Scientists of the AIIMS have similarly been taken for a ride; after appointing the Bakshi Committee, the V-CPC grades are being thrust upon them now. While the manipulative merging of scales put lower-rung scientists at a disadvantage, the failure to maintain the level of AIIMS professors above the level of professors elsewhere has meant that there will be a saturation of professors at the top end of the grade over the years and after the V-CPC grades take effect they will soon saturate at Rs.22,400. What they demand now is a new scale that maps from the earlier Rs.7,300 to Rs.7,600 (which would be Rs.22,400 to Rs.24,500) instead of the one that maps from Rs.5,900 to Rs.7,300 (which is Rs.18,400 to Rs.22,400). The scale for the Joint Secretary grade is Rs.18,400 to Rs.22,400.

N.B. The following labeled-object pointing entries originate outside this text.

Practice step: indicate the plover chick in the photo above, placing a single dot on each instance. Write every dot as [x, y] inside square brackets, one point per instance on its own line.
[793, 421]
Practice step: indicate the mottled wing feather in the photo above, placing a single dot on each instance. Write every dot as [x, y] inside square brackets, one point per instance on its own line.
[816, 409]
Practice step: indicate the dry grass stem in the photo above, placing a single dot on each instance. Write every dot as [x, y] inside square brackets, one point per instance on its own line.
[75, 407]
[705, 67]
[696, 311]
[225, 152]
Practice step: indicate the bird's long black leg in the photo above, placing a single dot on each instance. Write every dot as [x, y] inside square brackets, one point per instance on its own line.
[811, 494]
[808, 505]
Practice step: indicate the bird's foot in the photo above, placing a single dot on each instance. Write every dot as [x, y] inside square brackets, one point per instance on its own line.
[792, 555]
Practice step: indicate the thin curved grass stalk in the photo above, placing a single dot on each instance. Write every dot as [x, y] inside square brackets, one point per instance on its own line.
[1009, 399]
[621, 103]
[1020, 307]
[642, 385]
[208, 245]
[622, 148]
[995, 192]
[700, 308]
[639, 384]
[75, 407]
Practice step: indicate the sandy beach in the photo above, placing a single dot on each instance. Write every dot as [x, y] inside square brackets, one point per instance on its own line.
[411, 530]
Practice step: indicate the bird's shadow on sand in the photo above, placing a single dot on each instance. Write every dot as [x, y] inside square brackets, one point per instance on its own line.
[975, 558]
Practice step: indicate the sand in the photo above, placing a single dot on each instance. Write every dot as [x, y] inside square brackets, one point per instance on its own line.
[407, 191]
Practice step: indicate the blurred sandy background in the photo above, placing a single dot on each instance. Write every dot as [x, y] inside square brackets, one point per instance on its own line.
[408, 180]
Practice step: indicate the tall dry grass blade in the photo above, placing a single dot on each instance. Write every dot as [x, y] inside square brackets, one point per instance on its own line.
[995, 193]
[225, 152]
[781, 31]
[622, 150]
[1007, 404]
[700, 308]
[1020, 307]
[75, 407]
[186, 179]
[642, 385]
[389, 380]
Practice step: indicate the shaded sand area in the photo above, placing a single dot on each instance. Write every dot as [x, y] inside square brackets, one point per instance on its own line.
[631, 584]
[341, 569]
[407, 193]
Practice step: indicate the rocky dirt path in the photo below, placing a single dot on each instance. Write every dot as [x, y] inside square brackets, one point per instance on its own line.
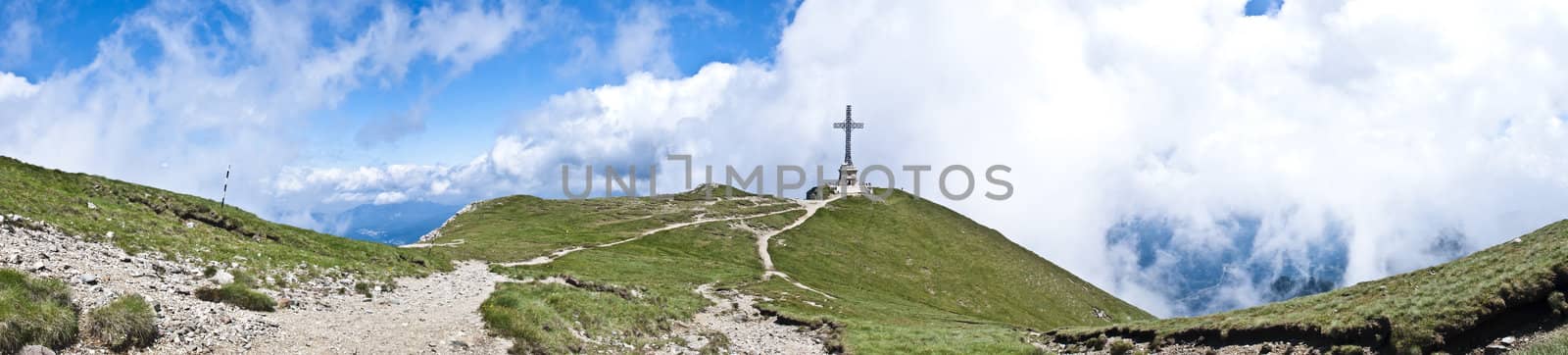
[559, 253]
[433, 315]
[99, 274]
[767, 260]
[431, 245]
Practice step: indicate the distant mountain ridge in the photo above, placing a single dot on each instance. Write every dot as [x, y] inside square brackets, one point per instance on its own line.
[904, 276]
[396, 224]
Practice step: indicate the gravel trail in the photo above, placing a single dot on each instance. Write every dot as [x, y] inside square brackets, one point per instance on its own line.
[433, 315]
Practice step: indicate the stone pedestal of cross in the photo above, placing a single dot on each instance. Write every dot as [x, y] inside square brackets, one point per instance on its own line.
[849, 177]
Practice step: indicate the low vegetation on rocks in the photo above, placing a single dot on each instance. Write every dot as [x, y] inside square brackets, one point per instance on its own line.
[237, 294]
[35, 311]
[124, 324]
[141, 219]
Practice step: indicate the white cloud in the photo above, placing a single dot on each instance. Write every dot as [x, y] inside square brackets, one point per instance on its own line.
[1364, 118]
[13, 86]
[174, 86]
[20, 33]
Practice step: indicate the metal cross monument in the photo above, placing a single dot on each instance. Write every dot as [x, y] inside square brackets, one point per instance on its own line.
[847, 126]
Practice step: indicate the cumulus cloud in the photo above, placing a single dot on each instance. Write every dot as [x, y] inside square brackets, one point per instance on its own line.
[1355, 135]
[640, 39]
[174, 94]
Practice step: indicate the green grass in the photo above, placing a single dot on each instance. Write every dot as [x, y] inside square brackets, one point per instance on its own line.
[124, 324]
[914, 277]
[240, 295]
[145, 219]
[541, 316]
[517, 228]
[908, 276]
[1554, 342]
[1413, 313]
[35, 311]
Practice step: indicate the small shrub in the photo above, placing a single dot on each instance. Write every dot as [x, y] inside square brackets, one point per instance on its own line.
[1121, 347]
[1559, 303]
[715, 342]
[235, 294]
[1097, 342]
[124, 324]
[35, 311]
[245, 279]
[363, 289]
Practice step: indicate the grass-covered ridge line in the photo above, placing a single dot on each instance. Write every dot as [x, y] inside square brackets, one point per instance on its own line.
[516, 228]
[35, 311]
[1452, 307]
[145, 219]
[908, 276]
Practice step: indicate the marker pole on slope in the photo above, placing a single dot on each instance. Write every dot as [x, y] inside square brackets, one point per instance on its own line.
[223, 201]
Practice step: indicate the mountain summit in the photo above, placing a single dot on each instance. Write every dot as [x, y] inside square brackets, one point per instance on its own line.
[896, 276]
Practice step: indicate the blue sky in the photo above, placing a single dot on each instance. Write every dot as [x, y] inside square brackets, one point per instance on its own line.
[457, 106]
[1141, 132]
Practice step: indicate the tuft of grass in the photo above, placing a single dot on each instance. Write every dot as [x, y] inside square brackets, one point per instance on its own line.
[1348, 350]
[1554, 342]
[715, 342]
[1120, 347]
[365, 289]
[124, 324]
[151, 221]
[35, 311]
[240, 295]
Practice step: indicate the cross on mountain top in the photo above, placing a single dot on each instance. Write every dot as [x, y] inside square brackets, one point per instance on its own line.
[849, 123]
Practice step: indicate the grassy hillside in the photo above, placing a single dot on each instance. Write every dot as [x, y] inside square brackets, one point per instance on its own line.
[1454, 307]
[516, 227]
[906, 274]
[145, 219]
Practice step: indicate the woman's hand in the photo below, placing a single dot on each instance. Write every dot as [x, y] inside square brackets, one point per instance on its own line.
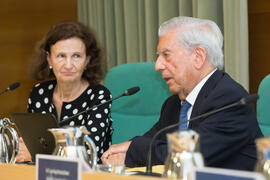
[116, 153]
[23, 154]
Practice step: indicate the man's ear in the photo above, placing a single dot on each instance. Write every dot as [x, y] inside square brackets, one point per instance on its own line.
[200, 57]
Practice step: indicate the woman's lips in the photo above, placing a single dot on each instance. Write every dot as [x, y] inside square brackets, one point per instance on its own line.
[68, 73]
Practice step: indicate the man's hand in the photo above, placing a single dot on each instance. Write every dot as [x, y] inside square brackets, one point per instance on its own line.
[23, 154]
[115, 151]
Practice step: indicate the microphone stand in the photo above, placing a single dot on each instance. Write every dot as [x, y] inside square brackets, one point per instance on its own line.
[242, 101]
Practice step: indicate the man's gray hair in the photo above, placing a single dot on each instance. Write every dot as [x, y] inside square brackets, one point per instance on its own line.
[194, 32]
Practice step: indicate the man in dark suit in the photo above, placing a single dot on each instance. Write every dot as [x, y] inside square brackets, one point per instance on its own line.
[190, 59]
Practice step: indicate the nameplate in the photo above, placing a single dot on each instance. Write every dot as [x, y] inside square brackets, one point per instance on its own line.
[207, 173]
[49, 167]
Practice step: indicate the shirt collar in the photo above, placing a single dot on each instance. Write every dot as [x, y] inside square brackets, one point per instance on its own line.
[192, 96]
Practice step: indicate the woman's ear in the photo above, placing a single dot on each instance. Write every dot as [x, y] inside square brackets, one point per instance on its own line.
[48, 58]
[88, 58]
[200, 57]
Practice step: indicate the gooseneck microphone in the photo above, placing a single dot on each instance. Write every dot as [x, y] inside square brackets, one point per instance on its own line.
[128, 92]
[11, 87]
[242, 101]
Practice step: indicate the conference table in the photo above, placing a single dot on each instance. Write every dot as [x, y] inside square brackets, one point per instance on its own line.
[28, 172]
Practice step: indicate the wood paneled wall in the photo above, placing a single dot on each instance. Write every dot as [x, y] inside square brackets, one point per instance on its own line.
[259, 39]
[22, 25]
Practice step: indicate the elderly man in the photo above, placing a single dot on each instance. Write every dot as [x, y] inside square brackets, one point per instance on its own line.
[190, 59]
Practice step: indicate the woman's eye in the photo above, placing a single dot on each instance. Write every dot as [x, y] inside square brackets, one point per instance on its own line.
[60, 56]
[76, 56]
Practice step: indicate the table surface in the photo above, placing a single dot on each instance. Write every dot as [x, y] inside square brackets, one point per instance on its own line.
[28, 172]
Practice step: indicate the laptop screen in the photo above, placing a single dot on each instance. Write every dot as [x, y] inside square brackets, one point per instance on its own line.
[33, 127]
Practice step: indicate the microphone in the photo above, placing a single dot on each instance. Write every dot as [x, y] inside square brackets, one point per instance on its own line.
[242, 101]
[11, 87]
[128, 92]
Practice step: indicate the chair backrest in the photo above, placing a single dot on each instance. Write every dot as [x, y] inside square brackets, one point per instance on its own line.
[263, 105]
[134, 115]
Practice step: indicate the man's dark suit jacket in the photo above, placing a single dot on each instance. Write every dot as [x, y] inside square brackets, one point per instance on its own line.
[226, 138]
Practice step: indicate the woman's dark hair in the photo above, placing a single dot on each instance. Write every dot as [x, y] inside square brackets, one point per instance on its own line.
[39, 67]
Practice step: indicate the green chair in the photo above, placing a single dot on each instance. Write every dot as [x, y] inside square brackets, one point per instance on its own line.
[263, 106]
[134, 115]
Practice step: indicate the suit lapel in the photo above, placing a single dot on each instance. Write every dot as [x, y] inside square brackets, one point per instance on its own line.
[203, 94]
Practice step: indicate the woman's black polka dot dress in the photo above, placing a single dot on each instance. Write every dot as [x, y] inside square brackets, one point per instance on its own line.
[98, 122]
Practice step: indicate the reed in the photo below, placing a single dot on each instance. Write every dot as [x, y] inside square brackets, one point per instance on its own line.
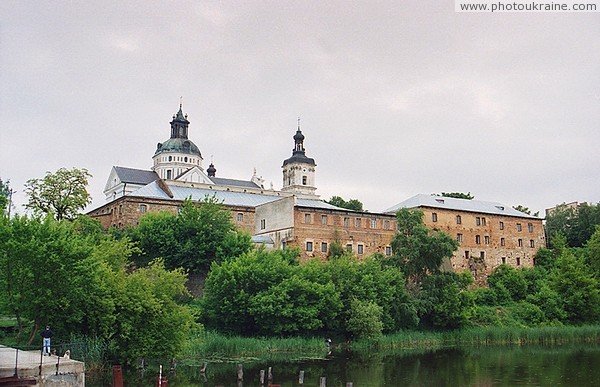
[481, 336]
[211, 345]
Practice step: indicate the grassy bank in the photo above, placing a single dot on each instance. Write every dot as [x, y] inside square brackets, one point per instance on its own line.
[485, 336]
[213, 346]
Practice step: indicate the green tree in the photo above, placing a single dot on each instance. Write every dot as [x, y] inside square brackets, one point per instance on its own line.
[200, 234]
[5, 193]
[445, 300]
[418, 250]
[578, 288]
[352, 204]
[525, 210]
[62, 194]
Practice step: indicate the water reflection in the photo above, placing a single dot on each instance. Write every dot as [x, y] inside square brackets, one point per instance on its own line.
[470, 366]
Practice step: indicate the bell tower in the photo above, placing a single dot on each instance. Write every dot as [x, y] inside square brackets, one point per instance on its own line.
[299, 170]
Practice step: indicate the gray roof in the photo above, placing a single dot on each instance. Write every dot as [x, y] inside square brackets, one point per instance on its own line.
[246, 199]
[431, 201]
[234, 182]
[230, 198]
[135, 176]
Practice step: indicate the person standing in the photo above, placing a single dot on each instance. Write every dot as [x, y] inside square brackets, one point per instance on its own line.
[46, 335]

As regards the salary structures for the IITs and the IISc, the committee headed by Professor U.R. Rao has recommended a structure better than the UGC structure in order to maintain their primacy. This proposed structure would be applicable to the Indian Institutes of Management (IIMs) as well. These are yet to be accepted by the Government. The CSIR, having done in by default implementation of the scales, is playing a watchful game. As of now, according to Dr. R.A. Mashelkar, it has implemented in the interim the V-CPC scales but at the same time has appointed a committee headed by Dr. Prahlad to recommend appropriate structures. The committee has come up with three packages. The CSIR will wait until the dust settles down and then choose what is best for its scientists.

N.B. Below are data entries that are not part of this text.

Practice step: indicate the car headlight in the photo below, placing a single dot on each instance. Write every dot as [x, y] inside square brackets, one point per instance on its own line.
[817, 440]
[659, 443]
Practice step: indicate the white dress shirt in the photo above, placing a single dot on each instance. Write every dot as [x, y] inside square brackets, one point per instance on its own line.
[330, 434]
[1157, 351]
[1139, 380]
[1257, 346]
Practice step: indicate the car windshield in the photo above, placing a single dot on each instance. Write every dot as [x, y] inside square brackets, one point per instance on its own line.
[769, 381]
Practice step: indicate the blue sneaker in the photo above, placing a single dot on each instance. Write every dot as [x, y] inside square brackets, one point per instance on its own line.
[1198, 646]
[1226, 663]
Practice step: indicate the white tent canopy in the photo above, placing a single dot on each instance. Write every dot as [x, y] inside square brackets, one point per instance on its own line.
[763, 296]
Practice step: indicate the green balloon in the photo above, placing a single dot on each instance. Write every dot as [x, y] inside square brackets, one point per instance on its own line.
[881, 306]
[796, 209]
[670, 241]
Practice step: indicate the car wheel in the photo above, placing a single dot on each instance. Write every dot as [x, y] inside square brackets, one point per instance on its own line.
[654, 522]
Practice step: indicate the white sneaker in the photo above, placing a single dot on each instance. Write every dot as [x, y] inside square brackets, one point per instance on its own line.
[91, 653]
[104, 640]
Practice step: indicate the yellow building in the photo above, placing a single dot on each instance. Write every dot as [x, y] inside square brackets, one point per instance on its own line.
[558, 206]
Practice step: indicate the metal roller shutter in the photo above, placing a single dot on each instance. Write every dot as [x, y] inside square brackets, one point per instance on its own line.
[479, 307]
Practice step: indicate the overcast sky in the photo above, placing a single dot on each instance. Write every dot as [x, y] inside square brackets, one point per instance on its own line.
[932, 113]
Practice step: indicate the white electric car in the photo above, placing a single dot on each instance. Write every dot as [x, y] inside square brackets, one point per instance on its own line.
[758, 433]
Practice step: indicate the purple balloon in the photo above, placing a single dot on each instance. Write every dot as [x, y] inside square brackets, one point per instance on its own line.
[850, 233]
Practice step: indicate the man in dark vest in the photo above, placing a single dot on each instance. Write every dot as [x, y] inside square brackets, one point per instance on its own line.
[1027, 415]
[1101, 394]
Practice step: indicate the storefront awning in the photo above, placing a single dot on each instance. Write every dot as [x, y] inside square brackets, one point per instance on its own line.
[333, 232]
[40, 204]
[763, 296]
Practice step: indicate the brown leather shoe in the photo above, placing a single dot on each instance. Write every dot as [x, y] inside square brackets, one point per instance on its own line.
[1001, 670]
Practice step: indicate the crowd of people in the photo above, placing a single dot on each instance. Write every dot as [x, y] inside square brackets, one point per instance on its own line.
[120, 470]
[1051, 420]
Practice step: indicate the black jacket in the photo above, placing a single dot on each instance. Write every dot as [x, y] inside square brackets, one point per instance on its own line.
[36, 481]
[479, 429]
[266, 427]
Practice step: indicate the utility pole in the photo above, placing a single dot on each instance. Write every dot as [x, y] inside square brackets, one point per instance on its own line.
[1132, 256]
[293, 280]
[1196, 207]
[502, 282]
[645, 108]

On the other hand, having been forced into accepting V-CPC scales by default, the scientific departments - the Department of Science and Technology (DST), the Department of Biotechnology (DBT), the Department of Electronics (DoE), the Department of Defence (DoD), the Ministries of Environment and Forests and Non-conventional Energy Sources - have settled for the best of a bad bargain. The scientists in these departments are seeking, through the committee of its Secretaries, to get at least the benefit of the quick, merit-based promotion mechanism, called the Flexible Complimenting Scheme, which the November 1998 notification had denied to them. They are also hopeful of suitable adjustments in the residency periods in the different scales so that the total period until they reach the top salary is brought down to 17 years from the V-CPC-recommended 21 years.

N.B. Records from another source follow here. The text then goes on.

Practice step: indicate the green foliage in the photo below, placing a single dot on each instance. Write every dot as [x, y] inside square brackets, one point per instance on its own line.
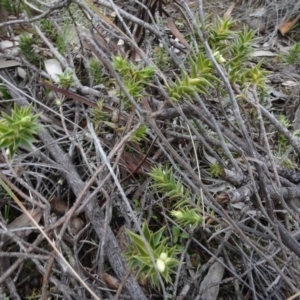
[10, 5]
[135, 78]
[215, 170]
[188, 217]
[219, 33]
[26, 45]
[139, 259]
[176, 235]
[198, 81]
[18, 130]
[140, 134]
[166, 182]
[293, 56]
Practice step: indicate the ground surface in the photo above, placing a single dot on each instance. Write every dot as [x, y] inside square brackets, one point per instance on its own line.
[167, 164]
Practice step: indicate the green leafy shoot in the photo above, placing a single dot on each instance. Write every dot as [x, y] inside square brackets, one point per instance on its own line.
[188, 217]
[139, 259]
[135, 78]
[140, 134]
[166, 182]
[18, 130]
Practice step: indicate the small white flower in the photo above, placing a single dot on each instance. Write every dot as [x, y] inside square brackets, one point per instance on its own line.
[163, 256]
[161, 266]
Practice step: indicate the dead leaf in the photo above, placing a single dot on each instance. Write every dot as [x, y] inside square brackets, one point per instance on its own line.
[177, 34]
[23, 221]
[210, 284]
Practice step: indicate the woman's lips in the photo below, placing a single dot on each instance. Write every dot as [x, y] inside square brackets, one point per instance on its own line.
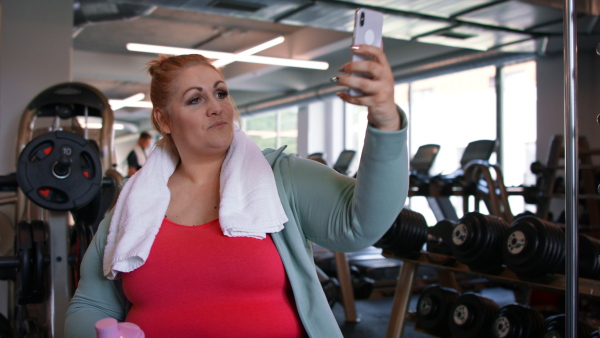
[217, 125]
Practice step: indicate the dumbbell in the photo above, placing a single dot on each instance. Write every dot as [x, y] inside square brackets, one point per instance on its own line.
[534, 247]
[406, 236]
[556, 328]
[27, 267]
[433, 310]
[472, 316]
[589, 251]
[439, 238]
[477, 241]
[518, 321]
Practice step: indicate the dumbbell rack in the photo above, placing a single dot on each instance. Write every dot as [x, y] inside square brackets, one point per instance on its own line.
[399, 314]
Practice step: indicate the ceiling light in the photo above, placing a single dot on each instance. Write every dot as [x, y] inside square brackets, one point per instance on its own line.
[137, 47]
[132, 101]
[133, 104]
[96, 123]
[250, 51]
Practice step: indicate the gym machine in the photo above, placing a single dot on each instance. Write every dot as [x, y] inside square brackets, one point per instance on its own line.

Clearly, what the triad has attempted to do for itself in this controversial scenario is to accept the V-CPC scales and get ad hoc increments and special pays to restore their superiority vis-a-vis the bureaucracy. In the process, they have not shied away from dumping the rest of the departments and the rest of the scientific community. In this divisive and manipulative tactics of politics of science, bomb blasts and missiles acquire a currency of clout with the Government. The consequence: each section of the scientific community for itself and the IAS bureaucracy against all. This is because the scientific community as a whole failed to speak in one voice since the last two Pay Commissions, while the IAS could and thereby stood to gain.

The impact of this is already visible in the events in the last few months at the DoE. Similar things are bound to happen in other departments as well. The issue has got so complicated that unless the entire scientific community - medical scientists, agricultural scientists and university professors - is addressed as a single entity, outstanding issues will remain in one section or the other. Maybe it is time the issue was considered de novo.